Math and science::INF ML AI

Fisher information

Fisher information tells you how much information a potential observation of a random variable would provide about a parameter of that variable's probability distribution. It can be considered "information" in the sense that it adds for independent random samples.

Setup

Let X be a random variable, \( X : \Omega \to Z \), where \( Z \subseteq \mathbb{R}^n \). Let \( X \) have a probability distribution \( X \sim p_{\theta}(x) \) taken from a family of such distributions, parameterized by \( \theta \in \Theta \). We will assume \( \theta \) to be a real, but the ideas apply even if \( \theta \) is a vector of reals.

I write \(p(x; \theta) \) interchangeably as \( p_{\theta}(x) \). The latter is useful when emphasizing a distribution for a fixed \( \theta \). But, for Fisher Information, we will be interested in viewing \( p \) as being a function with input \( \theta \) also.

See the reverse for a more precise setup.

There are three commonly used and equivalent ways to define Fisher information. We start with the relative entropy perspective.

The entropy of a single distribution, \( p_{\theta} \) is:

\[ H(p_{\theta}) = \int_{Z} -p_{\theta}(x) \log {p_{\theta}(x)} \dd x \]

The relative entropy of another member distribution \( p_{\phi} \) with respect to \( p_{\theta} \) is:

\[ H(p_{\phi} || p_{\theta}) = \int_{Z} p_{\phi}(x) \log \frac{p_{\phi}(x)}{p_{\theta}(x)} \dd x \]

Then we can define Fisher Information:

Fisher Information

Fisher Information \( I(\theta) \) is the second derivative of the relative entropy \( H(p_{\phi} || p_{\theta}) \) with respect to \( \phi \) evaluated at \( \theta \):

\[ I(\theta) = \pdv[2]{\phi} H(p_{\phi} || p_{\theta}) \bigg|_{\phi = \theta} \]

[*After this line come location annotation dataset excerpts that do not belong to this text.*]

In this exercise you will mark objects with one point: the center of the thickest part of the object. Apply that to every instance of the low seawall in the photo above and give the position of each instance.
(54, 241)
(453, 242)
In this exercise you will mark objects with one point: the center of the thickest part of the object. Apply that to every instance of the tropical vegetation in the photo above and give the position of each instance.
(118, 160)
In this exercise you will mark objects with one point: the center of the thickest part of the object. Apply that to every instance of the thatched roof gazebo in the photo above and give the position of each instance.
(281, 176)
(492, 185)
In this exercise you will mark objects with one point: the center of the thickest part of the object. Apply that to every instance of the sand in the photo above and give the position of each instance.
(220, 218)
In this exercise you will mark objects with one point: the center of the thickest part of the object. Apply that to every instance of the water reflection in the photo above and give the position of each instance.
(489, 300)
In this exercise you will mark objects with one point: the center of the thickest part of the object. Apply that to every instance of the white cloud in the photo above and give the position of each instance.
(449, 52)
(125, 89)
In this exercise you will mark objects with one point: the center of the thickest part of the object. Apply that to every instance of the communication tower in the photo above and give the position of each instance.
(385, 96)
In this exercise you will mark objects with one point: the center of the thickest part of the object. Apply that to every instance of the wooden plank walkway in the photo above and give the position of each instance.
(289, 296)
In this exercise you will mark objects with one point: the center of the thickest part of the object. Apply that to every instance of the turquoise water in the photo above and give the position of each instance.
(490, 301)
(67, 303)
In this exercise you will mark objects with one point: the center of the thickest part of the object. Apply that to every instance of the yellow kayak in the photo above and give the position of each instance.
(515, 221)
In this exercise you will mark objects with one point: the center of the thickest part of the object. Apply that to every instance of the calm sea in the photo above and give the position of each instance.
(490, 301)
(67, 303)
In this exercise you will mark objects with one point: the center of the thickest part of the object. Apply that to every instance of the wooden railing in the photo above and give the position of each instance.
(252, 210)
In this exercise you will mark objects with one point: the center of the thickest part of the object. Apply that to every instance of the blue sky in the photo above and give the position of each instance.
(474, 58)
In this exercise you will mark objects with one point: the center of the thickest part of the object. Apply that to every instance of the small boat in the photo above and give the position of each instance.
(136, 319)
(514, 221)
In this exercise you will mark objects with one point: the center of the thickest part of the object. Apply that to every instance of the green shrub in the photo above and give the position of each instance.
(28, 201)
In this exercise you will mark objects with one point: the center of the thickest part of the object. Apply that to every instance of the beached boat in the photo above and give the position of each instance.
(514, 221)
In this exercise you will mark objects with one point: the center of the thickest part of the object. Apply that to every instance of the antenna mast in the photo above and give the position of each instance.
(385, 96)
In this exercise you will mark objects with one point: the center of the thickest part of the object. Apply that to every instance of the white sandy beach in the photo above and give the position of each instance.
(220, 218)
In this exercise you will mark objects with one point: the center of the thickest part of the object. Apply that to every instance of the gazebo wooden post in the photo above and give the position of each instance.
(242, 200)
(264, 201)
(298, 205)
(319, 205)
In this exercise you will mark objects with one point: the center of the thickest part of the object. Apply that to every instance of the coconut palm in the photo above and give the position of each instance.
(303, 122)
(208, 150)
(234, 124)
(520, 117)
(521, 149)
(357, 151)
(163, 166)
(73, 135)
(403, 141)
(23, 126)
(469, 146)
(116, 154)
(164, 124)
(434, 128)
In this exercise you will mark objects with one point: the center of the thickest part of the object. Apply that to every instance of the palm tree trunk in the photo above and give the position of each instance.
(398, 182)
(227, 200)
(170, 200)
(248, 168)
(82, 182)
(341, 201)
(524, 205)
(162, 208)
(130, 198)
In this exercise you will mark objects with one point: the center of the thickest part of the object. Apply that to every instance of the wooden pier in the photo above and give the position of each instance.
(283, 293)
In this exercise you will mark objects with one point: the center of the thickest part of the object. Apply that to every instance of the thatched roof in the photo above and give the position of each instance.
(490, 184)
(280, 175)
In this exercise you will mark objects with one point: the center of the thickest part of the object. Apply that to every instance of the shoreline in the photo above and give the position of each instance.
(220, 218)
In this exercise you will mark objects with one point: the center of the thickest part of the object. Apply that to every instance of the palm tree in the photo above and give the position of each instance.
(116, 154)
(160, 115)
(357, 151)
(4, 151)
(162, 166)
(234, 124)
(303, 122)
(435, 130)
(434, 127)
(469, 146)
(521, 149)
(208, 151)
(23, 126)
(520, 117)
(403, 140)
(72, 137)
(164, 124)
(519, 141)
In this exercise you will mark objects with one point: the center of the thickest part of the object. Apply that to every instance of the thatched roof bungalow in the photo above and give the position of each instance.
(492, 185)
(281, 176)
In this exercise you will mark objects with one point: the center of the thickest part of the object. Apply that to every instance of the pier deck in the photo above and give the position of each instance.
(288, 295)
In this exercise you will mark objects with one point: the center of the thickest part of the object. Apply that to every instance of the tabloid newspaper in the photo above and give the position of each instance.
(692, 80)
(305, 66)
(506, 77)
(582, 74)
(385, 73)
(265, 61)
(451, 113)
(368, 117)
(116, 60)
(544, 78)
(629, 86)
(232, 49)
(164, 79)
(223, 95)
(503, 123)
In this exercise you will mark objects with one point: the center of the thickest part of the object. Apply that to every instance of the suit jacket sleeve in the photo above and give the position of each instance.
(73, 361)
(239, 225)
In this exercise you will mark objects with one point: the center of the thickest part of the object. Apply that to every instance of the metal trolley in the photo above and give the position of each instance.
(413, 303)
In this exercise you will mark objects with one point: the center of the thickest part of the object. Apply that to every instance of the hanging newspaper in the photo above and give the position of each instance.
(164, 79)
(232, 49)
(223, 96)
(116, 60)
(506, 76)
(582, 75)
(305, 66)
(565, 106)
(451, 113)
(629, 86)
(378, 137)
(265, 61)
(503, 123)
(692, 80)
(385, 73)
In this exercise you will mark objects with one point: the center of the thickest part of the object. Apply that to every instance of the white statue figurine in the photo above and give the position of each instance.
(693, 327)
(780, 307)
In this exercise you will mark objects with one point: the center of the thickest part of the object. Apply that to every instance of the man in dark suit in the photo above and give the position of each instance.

From the perspective of how quickly \( p_{\phi} \) deviates from \( p_{\theta} \):

Consider the map \( \phi \mapsto H(f_{\phi} | f_{\theta}) \) for fixed \( \theta \). This function is minimized at \( \phi = \theta \), with a value of zero, and the first derivative is zero at this point also. The second derivative gives a measure of how quickly the distribution \( f_{\phi} \) deviates from \( f_{\theta} \) as \( \phi \) moves away from \( \theta \). This is the Fisher information \( I(\theta) \) of the family of distributions, evaluated at \( \theta \). All of this without ever observing data.

Can you remember two other equivalent forms of the definition?

Equivalent statements

Equivalent to the above definition, Fisher information \( I(\theta) \) is also:

The expected value of the squared score function. This is also the variance of the score function, as the expected value of the score function is zero.
\[ \mathbb{E}_{z \sim p_{\theta}(z)}\left[\left( \pdv{\phi} \log p(z; \phi) \right)^2\right] \]
Or written as:
\[ \int_{Z} \dd{z} \; p(z; \theta) \left( \pdv{\phi} \log p(z; \phi) \right)^2 \]
The curvature of the log-likelihood function at \( \theta \). This is the expected value of the log-likelihood's 2^nd derivative, made to be a positive value.
\[ -\mathbb{E}_{z \sim p_{\theta}(z)}\left[ \pdv[2]{\phi} \log p(z; \phi) \right] \]
or written as:
\[ -\int_{Z} \dd{z} \; p(z; \theta) \pdv[2]{\phi} \log p(z; \phi) \]
When the likelihood at \( \theta \) is a minimum, which is the case when \( \theta \) is arrived at by maximum likelihood estimation, the second derivative is negative, and the negative of this is a positive quantity that represents the curvature around \( \theta \).

Equivalences. Poof that definition ⇔ (1)

We will first build up some lemmas.

Lemma 1. Weighted score is equal to the derivative of probability

\[ p(z; \phi) \pdv{\phi} \log p(z; \phi) = \pdv{\phi} p(z; \phi) \]

Proof. By the chain rule, we have:

\[ \pdv{\phi} \log p(z; \phi) = \frac{1}{p(z; \phi)} \pdv{\phi} p(z; \phi) \]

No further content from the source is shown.